Anti-Tamil riots and MGR’s ‘political gift’

Biographer says former CM used the strife in Lanka to improve relationship with Centre

July 15, 2017 11:05 pm | Updated 11:05 pm IST - CHENNAI

M.G. Ramachandran, who was Tamil Nadu Chief Minister during 1977-87, saw in the 1983 anti-Tamil riots in Sri Lanka a “political tool, political gift” to gain greater leverage with the Central government, according to R. Kannan, whose biography MGR: A Life was recently released.

In an interview to The Hindu, Dr.

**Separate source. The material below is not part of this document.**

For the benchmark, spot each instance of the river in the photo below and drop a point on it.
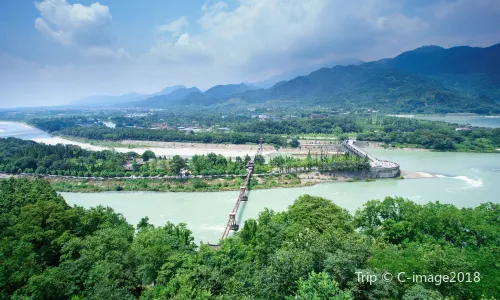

Kannan recalled that ever since Indira Gandhi became Prime Minister again in January 1980, MGR did not have a very good relationship with the Centre and this went on for a little over three years. “Thanks to the ethnic issue, there was a need for the Centre also to soften towards him.”

MGR had realised that on the issue of Sri Lankan Tamils, the Central government had to rely on him before making its moves.

When the DMK, the principal Opposition party, made a “shrill demand” for a Cyprus-like intervention in Sri Lanka or sending Indian Army to the island, MGR handled the situation “very deftly.” Responding to the DMK’s demand, MGR asked why should M. Karunanidhi make that kind of demand when Sri Lanka’s Tamil Members of Parliament themselves did not ask for such an intervention. “I am not sure whether his response was spontaneous or well rehearsed. But, he had tried to embarrass the DMK as much as possible,” Dr. Kannan said.

Ties with Indra

The author, also the Head of Office of the United Nations Assistance Mission for Iraq in Basra, explained that Indira Gandhi had, till 1983, regarded MGR as an undependable person following the latter’s decision not to support her candidature in the 1979 Thanjavur Parliamentary byelection, “even though he had funded her campaign during the Chickmagalur bypoll in 1978.”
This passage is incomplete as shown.